Proud to be ourselves!

« Tu penses que je fais gay ? », voici la question récurrente des gays qui n’assument pas leur côté efféminé et leur homosexualité au grand jour en général.

Constatation faite, après plus d’une décennie de gaylife,  qu’assumer ses manières, sa façon d’être c’est avant tout assumer ce que l’on est, à savoir gay.

En effet, avoir un côté efféminé pour un mec rime avec homosexualité, à tort ou à raison car n’oublions pas les nombreux métrosexuels plus ou moins maniérés et lookés gays qui sont pourtant bel et bien hétéros ou a contrario, les gays qui ont une allure de parfait hétéro.

Conséquence pour les mecs gays et efféminés qui ne trouvent pas la force et le courage de sortir du placard : un véritable enfer !
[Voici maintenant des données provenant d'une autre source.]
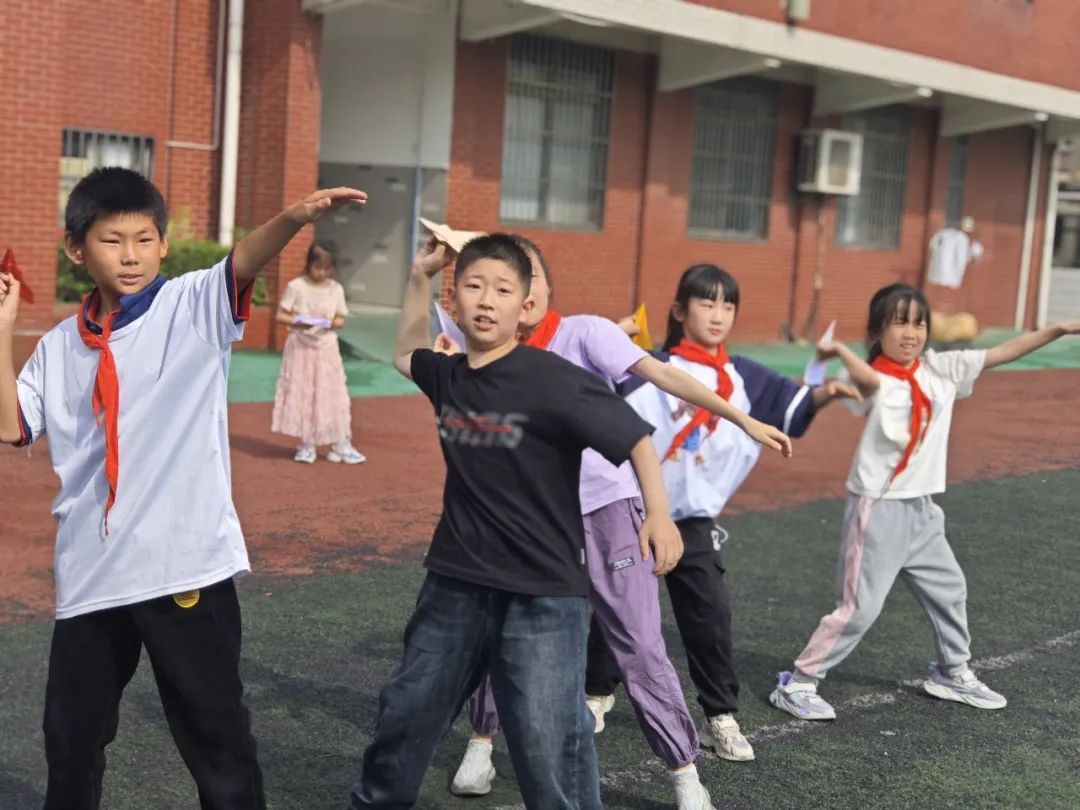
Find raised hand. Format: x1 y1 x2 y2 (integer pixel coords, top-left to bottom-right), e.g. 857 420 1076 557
285 186 367 225
822 380 863 402
0 273 22 325
743 419 792 458
413 237 456 279
431 332 461 354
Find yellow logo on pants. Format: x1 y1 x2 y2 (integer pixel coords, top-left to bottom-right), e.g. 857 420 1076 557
173 589 199 608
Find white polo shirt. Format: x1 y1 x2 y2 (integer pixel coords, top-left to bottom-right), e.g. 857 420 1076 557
17 256 251 619
845 350 986 500
626 355 813 521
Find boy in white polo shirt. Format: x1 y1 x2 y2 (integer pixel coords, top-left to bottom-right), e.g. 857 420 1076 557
0 168 366 810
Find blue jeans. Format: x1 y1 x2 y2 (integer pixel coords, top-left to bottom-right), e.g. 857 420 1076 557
351 572 602 810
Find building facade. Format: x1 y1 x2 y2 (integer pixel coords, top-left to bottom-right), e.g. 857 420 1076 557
0 0 1080 342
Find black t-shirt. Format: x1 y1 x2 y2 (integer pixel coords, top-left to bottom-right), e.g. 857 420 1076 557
413 346 652 596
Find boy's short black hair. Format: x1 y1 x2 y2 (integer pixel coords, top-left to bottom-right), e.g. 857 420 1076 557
64 166 168 244
454 233 532 295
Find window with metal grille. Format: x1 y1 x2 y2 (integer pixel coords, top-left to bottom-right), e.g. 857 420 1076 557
59 130 153 224
945 135 968 228
499 36 615 228
687 79 779 239
836 107 912 251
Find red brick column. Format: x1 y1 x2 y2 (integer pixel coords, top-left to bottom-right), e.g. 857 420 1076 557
0 0 64 329
237 0 322 349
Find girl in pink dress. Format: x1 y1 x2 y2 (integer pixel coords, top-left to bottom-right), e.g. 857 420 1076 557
271 241 366 464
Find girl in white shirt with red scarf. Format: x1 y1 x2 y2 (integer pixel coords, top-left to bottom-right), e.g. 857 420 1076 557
770 284 1080 720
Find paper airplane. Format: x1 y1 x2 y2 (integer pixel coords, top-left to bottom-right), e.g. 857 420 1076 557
0 247 33 303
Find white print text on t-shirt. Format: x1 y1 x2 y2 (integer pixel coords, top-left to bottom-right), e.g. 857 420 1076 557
435 405 529 449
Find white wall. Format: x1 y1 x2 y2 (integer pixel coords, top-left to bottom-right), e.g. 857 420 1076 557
319 3 457 168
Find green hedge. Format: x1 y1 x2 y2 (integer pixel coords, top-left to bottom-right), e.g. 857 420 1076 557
56 237 267 306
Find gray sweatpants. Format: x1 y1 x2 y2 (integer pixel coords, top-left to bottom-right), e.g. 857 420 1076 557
795 496 971 678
Aller en permanence contre sa nature, refreiner son enclin aux manières, aux gestes, contrôler sa voix, ses expressions… Toute une série de signes qui pourraient faire penser qu’il est gay. Puis, constamment se demander s’il peut faire tel ou tel geste, porter telle ou telle fringue dans la perpétuelle obsession de savoir si « ça ne fait pas trop gay ».
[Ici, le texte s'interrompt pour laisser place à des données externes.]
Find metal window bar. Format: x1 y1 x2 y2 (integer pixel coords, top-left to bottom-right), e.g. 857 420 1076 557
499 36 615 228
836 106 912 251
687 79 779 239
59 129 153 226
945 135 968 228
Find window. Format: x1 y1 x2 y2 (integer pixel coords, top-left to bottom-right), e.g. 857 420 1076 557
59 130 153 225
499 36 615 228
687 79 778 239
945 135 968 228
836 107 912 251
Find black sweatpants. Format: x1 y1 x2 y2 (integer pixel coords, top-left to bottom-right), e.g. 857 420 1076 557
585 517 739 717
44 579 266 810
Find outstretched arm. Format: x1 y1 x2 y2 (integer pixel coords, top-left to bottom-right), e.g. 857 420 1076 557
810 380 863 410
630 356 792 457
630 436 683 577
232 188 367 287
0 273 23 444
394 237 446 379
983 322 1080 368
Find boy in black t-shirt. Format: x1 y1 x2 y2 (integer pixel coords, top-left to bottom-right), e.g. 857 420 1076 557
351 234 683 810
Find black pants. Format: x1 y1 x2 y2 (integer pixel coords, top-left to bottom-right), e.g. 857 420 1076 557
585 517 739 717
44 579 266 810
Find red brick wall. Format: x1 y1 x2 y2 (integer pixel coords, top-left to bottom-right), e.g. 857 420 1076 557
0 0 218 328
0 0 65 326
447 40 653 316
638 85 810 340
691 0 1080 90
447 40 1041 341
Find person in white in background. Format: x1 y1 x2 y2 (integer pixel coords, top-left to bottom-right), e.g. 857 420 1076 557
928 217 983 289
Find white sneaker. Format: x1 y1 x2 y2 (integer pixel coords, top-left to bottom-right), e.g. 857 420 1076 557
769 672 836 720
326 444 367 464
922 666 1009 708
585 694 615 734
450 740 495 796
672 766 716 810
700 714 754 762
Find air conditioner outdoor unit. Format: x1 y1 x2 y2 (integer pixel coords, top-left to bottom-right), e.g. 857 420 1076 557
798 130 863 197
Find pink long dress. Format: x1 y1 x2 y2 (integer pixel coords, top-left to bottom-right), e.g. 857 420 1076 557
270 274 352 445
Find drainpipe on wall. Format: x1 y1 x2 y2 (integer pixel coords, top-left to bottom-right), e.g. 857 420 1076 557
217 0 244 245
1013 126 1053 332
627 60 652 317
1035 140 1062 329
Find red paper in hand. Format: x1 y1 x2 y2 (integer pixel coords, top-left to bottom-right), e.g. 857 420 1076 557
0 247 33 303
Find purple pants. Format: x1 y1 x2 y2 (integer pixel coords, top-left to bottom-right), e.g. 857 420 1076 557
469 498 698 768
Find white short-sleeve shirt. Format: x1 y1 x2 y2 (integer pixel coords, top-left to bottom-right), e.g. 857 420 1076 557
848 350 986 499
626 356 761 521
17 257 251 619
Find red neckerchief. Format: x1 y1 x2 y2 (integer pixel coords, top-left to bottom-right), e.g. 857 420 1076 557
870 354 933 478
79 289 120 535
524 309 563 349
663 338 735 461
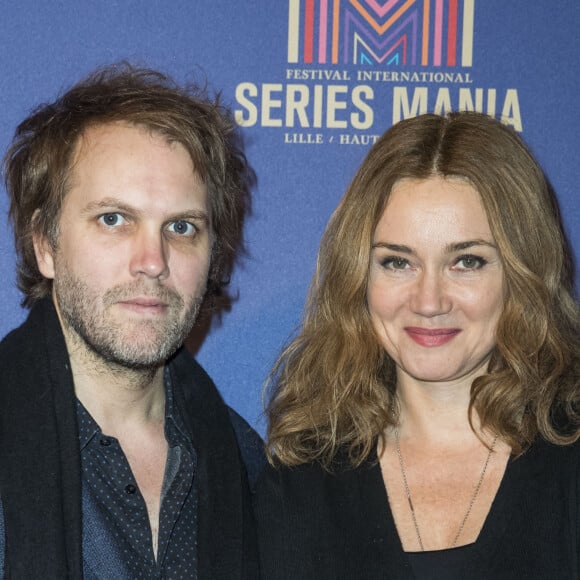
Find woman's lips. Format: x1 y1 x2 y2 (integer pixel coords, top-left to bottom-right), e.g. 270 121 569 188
405 326 461 347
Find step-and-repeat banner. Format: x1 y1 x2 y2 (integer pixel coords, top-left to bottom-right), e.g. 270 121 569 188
0 0 580 430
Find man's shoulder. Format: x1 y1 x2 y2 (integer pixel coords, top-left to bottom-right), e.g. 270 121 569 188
228 407 266 490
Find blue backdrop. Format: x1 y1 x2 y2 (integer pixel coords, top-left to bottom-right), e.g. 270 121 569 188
0 0 580 430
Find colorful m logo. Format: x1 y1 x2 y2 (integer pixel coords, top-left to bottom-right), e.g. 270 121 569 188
288 0 475 67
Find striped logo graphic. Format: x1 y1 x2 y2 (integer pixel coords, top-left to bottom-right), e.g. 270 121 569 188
288 0 475 67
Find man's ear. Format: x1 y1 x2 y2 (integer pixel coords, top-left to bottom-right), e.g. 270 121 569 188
32 209 54 280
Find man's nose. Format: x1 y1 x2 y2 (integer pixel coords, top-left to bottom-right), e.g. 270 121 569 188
130 228 169 278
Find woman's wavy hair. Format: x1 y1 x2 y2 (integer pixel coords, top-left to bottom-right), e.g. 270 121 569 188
4 63 249 307
266 112 580 467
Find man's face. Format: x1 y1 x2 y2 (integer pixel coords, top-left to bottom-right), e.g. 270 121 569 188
35 123 212 368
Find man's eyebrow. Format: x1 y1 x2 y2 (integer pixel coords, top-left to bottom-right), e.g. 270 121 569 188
82 197 209 223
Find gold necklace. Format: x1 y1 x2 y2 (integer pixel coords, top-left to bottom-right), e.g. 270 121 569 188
395 429 497 552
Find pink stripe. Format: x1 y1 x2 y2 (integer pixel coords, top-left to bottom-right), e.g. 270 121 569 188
433 0 443 66
318 0 328 64
367 0 399 18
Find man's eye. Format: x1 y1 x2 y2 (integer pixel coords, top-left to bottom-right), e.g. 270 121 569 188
167 220 196 236
99 213 127 227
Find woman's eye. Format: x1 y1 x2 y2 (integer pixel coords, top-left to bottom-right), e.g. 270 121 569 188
455 255 487 270
381 257 409 270
99 212 127 227
167 220 196 236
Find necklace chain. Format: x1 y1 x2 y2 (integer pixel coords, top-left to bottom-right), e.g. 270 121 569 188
395 429 497 552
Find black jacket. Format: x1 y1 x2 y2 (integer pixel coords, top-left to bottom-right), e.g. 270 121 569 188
0 300 258 580
255 441 580 580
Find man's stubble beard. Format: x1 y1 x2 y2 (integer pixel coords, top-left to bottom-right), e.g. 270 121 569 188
54 268 204 371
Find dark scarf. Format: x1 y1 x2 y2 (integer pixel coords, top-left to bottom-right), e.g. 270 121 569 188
0 300 257 580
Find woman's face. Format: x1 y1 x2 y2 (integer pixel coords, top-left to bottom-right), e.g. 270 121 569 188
367 177 504 382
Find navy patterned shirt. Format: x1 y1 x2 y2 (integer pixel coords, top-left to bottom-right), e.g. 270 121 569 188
77 371 197 580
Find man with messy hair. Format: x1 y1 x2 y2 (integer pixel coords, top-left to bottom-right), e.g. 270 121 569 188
0 64 261 580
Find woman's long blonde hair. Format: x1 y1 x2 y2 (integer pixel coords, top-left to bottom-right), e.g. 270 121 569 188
266 113 580 467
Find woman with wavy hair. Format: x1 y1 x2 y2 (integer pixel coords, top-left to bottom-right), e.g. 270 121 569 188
256 113 580 580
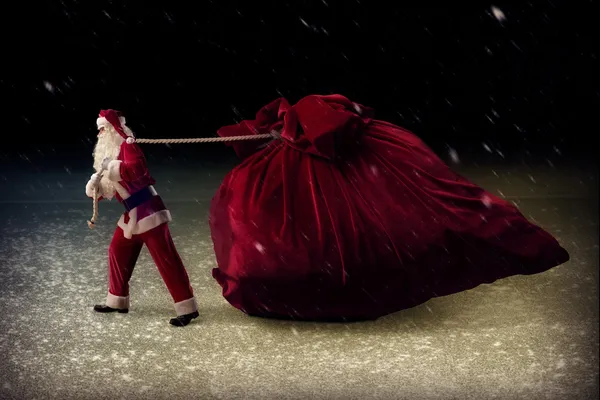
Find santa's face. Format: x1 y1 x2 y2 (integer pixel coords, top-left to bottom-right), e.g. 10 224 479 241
93 126 124 199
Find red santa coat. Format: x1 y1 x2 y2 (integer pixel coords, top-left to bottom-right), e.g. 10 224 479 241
107 141 172 239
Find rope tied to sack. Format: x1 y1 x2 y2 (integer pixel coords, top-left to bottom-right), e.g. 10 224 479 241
87 130 281 229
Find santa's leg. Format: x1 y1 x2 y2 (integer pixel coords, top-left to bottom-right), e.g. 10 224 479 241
140 223 198 326
94 227 144 312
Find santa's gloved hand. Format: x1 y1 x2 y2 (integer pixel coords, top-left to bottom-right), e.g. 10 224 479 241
102 157 112 169
85 173 102 198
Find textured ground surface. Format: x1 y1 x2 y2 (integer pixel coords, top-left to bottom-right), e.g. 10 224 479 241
0 158 599 400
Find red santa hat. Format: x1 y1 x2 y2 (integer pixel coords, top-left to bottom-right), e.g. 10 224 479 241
96 109 135 143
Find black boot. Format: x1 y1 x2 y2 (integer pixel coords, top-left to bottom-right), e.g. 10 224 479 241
94 304 129 314
169 311 200 326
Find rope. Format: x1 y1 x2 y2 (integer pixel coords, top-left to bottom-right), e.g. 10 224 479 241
135 133 278 144
88 130 281 229
88 169 104 229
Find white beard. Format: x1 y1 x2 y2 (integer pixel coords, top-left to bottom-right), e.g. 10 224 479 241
93 127 125 200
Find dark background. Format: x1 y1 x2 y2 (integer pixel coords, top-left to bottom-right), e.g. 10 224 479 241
0 0 598 163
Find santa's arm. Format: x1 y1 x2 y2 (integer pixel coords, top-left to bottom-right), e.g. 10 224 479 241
85 173 104 201
107 143 148 182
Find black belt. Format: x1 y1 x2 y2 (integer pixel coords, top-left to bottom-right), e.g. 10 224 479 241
123 186 154 211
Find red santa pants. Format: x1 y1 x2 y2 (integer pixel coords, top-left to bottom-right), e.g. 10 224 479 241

Autant dire que la tâche est difficile et ce que l’on appelle si vulgairement « les folles honteuses » mènent un combat perpétuel éreintant pour avoir l’air de ce qu’ils ne sont pas et psychotent à l’idée que les autres se rendent comptent du pot aux roses…

Effets secondaires : mal dans leurs peaux, dédoublement de personnalité et souvent une double vie avec une vie (plus ou moins restreinte) où ils se permettent d’être eux-mêmes et une autre où ils feraient tout et n’importe quoi pour le cacher, de quoi devenir complètement schyzo !
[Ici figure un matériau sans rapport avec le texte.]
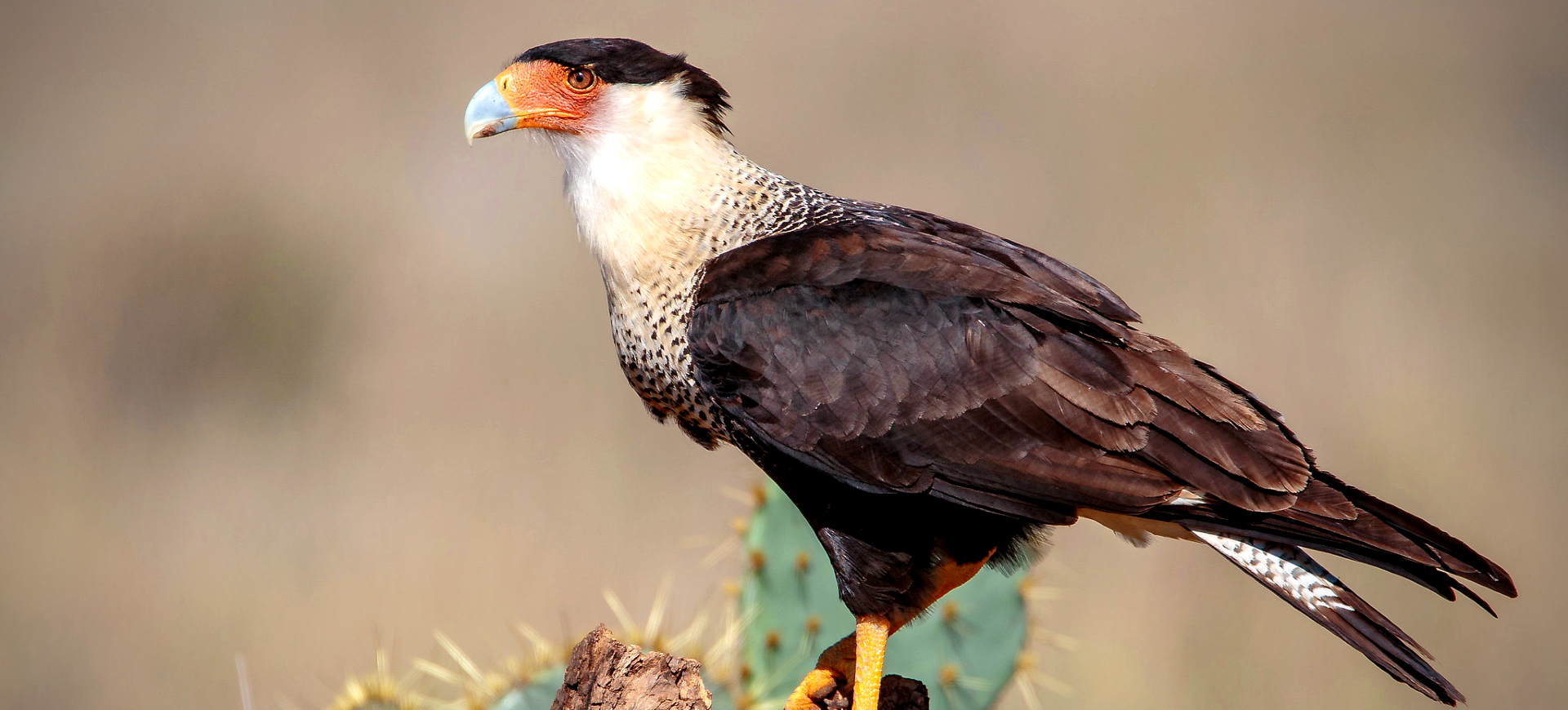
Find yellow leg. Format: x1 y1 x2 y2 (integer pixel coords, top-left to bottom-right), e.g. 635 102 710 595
784 555 991 710
853 616 892 710
784 633 854 710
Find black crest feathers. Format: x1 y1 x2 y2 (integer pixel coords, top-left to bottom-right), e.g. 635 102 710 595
513 38 729 133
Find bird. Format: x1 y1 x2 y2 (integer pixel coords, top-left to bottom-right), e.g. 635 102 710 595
464 38 1518 710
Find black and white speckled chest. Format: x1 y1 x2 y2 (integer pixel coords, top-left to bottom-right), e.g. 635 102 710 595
605 169 871 448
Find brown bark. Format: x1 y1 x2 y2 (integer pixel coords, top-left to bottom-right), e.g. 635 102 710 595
550 625 930 710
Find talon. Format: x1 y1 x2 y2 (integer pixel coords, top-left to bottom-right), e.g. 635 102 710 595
784 668 844 710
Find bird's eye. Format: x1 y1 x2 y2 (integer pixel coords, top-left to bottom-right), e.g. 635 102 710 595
566 68 595 91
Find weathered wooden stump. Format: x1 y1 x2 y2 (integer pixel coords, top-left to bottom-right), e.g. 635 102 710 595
550 625 930 710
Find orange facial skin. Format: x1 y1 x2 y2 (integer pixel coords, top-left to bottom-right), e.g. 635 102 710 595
496 60 604 133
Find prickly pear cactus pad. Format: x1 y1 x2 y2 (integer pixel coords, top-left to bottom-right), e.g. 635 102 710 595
737 483 1029 710
486 664 566 710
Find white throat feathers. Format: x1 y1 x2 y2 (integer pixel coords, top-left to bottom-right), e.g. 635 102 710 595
546 82 746 288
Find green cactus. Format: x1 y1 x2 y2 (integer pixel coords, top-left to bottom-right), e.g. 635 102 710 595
730 483 1029 710
334 481 1055 710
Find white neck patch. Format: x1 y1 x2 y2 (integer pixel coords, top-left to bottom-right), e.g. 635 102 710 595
544 82 743 284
Lorsqu’on découvre son homosexualité, les années collèges n’aident en  rien à s’affirmer. Souvent confrontés à des bourrins de base homophobes à souhait, on tente plutôt de limiter le flot d’insultes… Je cite: « sale tapette », « taffiole », « pédé » et j’en passe en faisant de son mieux pour paraître un peu moins gay que ce qui devrait être. Par contre, à l’intérieur c’est des années en général pas « gay » du tout.

Puis ça s’améliore un peu au lycée, les australopithèques se sont barrés en CAP plomberie ou en BEP bétonnerie et bref, on se sent déjà plus tranquilles. Adieu les insultes homophobes qui s’abattaient sur certains d’entre nous à longueur de journée. Ouf! Premier soulagement…

Puis vient le temps du lycée, généralement meilleur sauf peut-être pour la seconde car ils reste encore des rescapés du BEP futurs bofs et qui finiront par être réorientés en fin d’année… La fin du lycée sonne l’heure d’une certaine amélioration, même s’il reste bel et bien quelques homophobes, ceux-là ne sont généralement pas véhéments et je permettent juste quelques moqueries entre potes hétéros mais sans plus vous agresser. Déjà ça semble relever du miracle!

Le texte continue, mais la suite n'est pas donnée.